Friday, March 19, 2010

Mr. Odd Job Says:

Translation is tricky and imprecise.

Roger Ebert has a new computer voice that translates his written text into something spoken so we can hear him. Some engineering wizards took hundreds of samples of his old voice, lost to cancer, and built the sound blocks that will allow him to speak again.

But somehow, I don't think Ebert will ever be completely happy with his new voice. I'm sure his gratitude is unending, but there will be times often enough when that computer translation of his text, itself a translation of Ebert's thought, will miss his intent. He'll formulate words, hear the alien strangeness of a machine with his voice repeat those words, and then find the spaces where the machine's voice -- his voice -- got it wrong. It will have messed up the emphasis. It will have lost the pause and or wry sarcasm or bored vocal shuffle that he heard in his head. And then he'll fight to find the words that communicate his feelings without being reliant on the context of human expression.

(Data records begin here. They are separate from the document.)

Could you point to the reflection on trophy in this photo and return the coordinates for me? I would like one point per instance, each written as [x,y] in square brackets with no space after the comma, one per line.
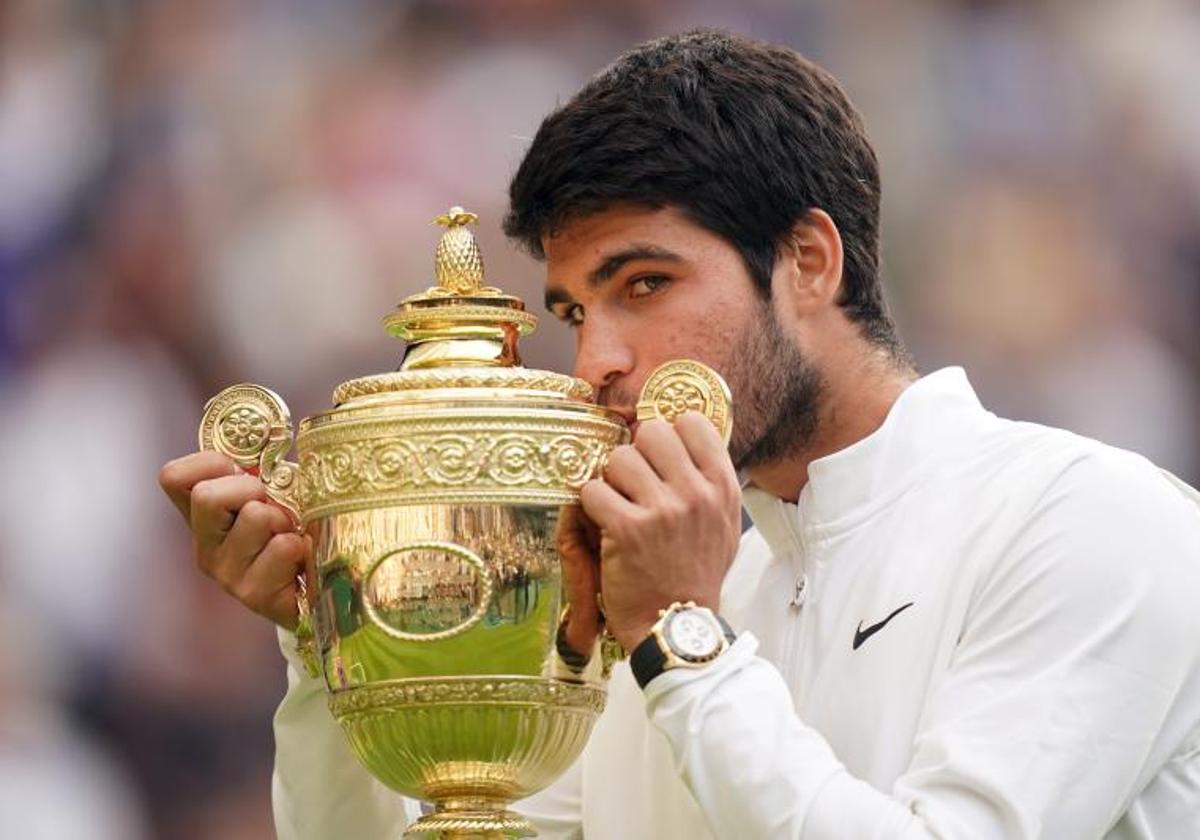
[432,496]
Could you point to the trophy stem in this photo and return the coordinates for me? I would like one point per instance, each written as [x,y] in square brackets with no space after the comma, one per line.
[471,820]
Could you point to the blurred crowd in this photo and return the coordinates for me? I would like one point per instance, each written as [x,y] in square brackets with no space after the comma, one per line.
[198,192]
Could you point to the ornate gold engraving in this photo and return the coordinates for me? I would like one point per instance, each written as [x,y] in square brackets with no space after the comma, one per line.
[412,460]
[684,385]
[457,378]
[487,690]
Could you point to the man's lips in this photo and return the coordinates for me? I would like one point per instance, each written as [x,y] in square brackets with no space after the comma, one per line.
[628,415]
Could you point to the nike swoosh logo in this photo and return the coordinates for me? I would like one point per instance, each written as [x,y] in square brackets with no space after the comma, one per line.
[863,635]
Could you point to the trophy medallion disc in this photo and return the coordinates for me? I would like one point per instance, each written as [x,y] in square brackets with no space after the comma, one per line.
[684,385]
[238,423]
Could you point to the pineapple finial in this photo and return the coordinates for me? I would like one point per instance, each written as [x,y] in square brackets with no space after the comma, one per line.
[459,265]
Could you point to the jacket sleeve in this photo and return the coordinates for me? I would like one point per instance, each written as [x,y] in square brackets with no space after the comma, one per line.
[1059,707]
[321,791]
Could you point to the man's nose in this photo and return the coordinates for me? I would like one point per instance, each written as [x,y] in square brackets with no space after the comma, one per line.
[601,357]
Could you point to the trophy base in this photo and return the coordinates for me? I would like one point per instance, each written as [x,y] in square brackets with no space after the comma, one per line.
[471,821]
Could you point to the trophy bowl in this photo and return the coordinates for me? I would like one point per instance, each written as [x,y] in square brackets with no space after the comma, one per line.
[433,497]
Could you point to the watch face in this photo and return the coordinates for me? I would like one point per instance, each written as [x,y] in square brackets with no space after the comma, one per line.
[693,635]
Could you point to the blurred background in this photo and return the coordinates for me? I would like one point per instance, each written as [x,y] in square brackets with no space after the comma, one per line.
[197,192]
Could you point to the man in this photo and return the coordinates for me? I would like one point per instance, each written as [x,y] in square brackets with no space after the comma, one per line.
[948,624]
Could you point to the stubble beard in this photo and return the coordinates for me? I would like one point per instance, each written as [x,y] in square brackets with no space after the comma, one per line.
[777,395]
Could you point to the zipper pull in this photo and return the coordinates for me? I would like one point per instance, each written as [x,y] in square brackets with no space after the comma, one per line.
[801,593]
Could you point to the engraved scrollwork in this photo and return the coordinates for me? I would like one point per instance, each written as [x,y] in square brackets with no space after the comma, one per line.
[502,460]
[435,691]
[507,378]
[514,460]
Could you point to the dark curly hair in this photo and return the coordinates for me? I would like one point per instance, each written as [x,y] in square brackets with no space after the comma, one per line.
[744,137]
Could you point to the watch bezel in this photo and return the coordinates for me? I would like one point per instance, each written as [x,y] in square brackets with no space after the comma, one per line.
[709,618]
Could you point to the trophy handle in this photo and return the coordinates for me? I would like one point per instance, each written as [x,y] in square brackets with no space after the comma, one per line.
[252,425]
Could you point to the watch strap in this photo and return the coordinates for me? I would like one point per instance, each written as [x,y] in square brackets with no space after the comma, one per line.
[648,659]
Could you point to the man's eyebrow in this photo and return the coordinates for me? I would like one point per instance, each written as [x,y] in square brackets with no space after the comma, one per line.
[612,263]
[556,295]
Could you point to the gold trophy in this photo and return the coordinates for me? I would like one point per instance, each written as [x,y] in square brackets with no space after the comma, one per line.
[432,496]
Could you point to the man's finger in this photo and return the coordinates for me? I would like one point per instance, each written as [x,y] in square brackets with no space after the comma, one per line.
[216,502]
[705,447]
[179,477]
[269,583]
[665,451]
[629,474]
[604,504]
[257,523]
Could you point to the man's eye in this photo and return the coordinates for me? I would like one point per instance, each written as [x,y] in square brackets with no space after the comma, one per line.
[647,285]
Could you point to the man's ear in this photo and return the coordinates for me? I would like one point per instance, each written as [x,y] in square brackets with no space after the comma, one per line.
[808,270]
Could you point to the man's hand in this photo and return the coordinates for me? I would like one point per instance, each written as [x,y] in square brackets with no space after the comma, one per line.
[579,547]
[243,540]
[669,509]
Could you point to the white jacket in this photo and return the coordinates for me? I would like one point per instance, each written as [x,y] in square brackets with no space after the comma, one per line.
[967,628]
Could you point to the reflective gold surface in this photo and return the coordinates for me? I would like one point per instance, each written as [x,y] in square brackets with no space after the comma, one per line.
[432,496]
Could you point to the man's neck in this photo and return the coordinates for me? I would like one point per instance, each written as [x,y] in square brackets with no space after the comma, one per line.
[855,403]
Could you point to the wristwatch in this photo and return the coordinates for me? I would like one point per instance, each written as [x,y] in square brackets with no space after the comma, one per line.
[685,636]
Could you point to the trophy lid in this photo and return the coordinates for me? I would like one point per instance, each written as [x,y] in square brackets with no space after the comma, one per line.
[460,331]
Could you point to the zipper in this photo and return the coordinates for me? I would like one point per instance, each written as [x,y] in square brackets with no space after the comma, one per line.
[801,603]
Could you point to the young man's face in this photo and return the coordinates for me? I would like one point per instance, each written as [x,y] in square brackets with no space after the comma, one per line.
[642,287]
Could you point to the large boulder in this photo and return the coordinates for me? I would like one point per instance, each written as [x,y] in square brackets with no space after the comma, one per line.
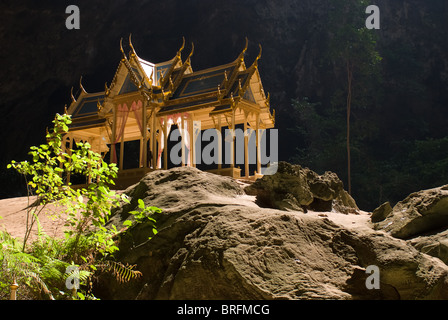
[214,242]
[421,212]
[295,188]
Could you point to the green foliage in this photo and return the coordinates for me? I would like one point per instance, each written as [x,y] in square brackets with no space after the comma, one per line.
[143,215]
[89,244]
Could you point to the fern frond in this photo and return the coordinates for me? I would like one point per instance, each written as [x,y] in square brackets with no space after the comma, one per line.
[123,273]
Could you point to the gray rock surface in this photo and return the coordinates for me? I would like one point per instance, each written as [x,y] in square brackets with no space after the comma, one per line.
[420,212]
[297,188]
[215,242]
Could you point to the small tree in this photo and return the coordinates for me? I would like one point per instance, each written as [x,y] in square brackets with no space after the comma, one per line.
[88,208]
[352,49]
[45,174]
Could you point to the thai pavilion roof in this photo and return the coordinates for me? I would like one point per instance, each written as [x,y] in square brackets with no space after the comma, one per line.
[173,87]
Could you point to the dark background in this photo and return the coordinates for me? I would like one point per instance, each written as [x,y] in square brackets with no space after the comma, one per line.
[399,136]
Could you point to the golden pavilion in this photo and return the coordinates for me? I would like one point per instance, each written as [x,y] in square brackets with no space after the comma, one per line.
[144,100]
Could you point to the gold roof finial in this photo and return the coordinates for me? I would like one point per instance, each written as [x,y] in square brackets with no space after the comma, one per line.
[181,48]
[81,86]
[130,44]
[71,94]
[267,101]
[106,90]
[241,56]
[191,52]
[98,105]
[258,57]
[121,48]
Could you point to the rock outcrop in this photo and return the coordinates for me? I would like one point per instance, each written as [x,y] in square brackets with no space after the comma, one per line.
[297,188]
[215,242]
[419,213]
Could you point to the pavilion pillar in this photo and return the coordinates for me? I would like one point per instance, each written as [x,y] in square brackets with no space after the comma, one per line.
[121,151]
[192,142]
[165,144]
[232,145]
[144,140]
[219,134]
[70,148]
[182,139]
[114,134]
[246,151]
[258,137]
[153,140]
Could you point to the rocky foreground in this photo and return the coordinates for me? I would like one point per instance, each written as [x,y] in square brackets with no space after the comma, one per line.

And that fight can't be won.

In the search for the proper collection of letters to communicate reality to someone else, we have to give up some of our meaning, just as Ebert has to give up some of his expression to the bytes and limitations of the marvel that gives him speech. We have to collect the words that match our experience closest and hope that we can find enough of a connection with the audience that they read those words and hear our voices and intent. Of course the audience will add something at times and miss something at times. But when the mesh occurs, something beautiful happens.

Communication is faith. Blogging is a prayer to humanity. Hear me, o reader, hear my voice and let your spirit merge with mine. Let my words touch you as your act of listening and translating has touched me. Let us reside in our world of cooperation for a moment so that we can all know that we are not alone. Amen.